Pulmonary Performance

Lung function is determined by:

  • Tidal volume – the amount of air moved per breath.
  • Respiratory frequency – the number of breaths per minute.
  • The product of these two gives the minute ventilation, a key measure of respiratory efficiency.

Respiratory Volumes and Key Structures

Respiratory Volumes

  • Tidal Volume (TV): The amount of air that enters and leaves the respiratory system during a normal resting breath.
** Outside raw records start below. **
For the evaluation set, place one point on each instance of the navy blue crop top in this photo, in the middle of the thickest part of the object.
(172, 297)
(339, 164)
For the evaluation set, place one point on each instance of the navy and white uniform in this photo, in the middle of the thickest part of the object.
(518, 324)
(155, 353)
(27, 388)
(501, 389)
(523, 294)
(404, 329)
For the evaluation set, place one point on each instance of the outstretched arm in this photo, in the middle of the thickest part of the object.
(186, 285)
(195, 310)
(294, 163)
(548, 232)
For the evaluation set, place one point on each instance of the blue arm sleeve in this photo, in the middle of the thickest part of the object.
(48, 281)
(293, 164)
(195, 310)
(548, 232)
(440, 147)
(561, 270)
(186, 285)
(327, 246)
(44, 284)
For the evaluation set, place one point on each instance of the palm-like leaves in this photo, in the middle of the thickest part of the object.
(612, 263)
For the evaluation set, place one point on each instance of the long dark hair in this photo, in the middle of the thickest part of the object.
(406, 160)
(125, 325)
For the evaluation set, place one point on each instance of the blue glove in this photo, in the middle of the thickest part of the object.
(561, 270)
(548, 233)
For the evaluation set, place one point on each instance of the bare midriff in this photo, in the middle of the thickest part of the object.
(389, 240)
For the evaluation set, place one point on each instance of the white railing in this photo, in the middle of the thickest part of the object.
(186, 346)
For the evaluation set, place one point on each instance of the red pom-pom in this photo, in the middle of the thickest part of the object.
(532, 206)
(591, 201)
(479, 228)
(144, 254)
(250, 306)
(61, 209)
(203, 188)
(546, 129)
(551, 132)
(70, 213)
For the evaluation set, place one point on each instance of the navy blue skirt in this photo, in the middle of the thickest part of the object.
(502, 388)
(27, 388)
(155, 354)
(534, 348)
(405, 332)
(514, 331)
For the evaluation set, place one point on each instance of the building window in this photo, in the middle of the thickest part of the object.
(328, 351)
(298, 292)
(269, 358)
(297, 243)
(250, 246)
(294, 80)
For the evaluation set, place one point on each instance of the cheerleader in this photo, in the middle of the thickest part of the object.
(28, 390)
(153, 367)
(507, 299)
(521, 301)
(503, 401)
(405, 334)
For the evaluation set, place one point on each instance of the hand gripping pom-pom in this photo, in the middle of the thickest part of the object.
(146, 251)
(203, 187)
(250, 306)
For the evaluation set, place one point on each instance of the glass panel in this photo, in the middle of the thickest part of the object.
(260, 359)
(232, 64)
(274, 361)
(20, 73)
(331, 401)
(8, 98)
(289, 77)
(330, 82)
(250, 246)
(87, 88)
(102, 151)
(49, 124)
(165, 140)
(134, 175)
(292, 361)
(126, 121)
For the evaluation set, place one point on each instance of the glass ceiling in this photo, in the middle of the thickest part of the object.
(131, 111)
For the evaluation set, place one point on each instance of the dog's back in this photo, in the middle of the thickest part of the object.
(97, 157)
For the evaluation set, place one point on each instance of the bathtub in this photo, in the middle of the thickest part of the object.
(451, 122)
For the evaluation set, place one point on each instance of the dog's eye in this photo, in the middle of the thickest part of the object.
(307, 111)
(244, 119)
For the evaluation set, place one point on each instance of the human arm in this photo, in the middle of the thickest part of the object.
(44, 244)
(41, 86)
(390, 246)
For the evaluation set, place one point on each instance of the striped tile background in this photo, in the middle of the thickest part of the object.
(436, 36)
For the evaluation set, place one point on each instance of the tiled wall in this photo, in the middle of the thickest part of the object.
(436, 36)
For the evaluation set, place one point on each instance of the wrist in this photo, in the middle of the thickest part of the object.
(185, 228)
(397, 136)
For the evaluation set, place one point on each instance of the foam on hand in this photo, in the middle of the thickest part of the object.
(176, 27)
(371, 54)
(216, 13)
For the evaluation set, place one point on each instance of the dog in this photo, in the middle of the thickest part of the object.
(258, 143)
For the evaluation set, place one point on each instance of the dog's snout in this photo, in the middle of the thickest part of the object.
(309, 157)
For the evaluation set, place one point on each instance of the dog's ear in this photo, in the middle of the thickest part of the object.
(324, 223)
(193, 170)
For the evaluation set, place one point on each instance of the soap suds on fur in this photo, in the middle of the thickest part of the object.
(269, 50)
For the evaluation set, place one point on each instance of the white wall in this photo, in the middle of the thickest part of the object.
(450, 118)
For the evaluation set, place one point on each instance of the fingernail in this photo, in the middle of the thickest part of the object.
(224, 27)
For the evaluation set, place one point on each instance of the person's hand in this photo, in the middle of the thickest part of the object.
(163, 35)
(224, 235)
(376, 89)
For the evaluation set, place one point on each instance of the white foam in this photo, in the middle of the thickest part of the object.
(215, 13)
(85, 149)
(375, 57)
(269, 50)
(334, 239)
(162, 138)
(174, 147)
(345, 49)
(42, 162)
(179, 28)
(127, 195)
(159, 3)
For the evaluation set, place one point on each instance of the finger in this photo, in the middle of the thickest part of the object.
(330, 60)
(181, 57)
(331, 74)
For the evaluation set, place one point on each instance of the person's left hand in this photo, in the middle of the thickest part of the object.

In adults, this volume averages around 500 ml.
  • Residual Volume (RV): The volume of air that remains in the lungs after a maximal exhalation. This air cannot be expelled and is essential for keeping the lungs inflated.

Larynx

The larynx serves two primary functions:

  1. Airway passage – directing air between the pharynx and the trachea.
  2. Voice production – the vocal cords (folds of mucous membrane) vibrate with exhaled air to produce sound.
  • Location: Connects superiorly to the pharynx and inferiorly continues as the trachea.
  • Structure: Built from cartilage (which forms the framework), muscles (that move the cartilages), blood vessels, and nerves.
  • Mucous Membrane: Lines the internal cavity and protects underlying tissues.

Trachea

The trachea is a fibrous and cartilaginous tube, serving as the continuation of the larynx.

  • Length: Varies by sex, age, and body size (average: 12 cm in men, 11 cm in women).
  • Division: Splits into the right and left bronchi at the level of the 4th thoracic vertebra.

Bronchi

The bronchi are two large branches that extend from the trachea into the lungs.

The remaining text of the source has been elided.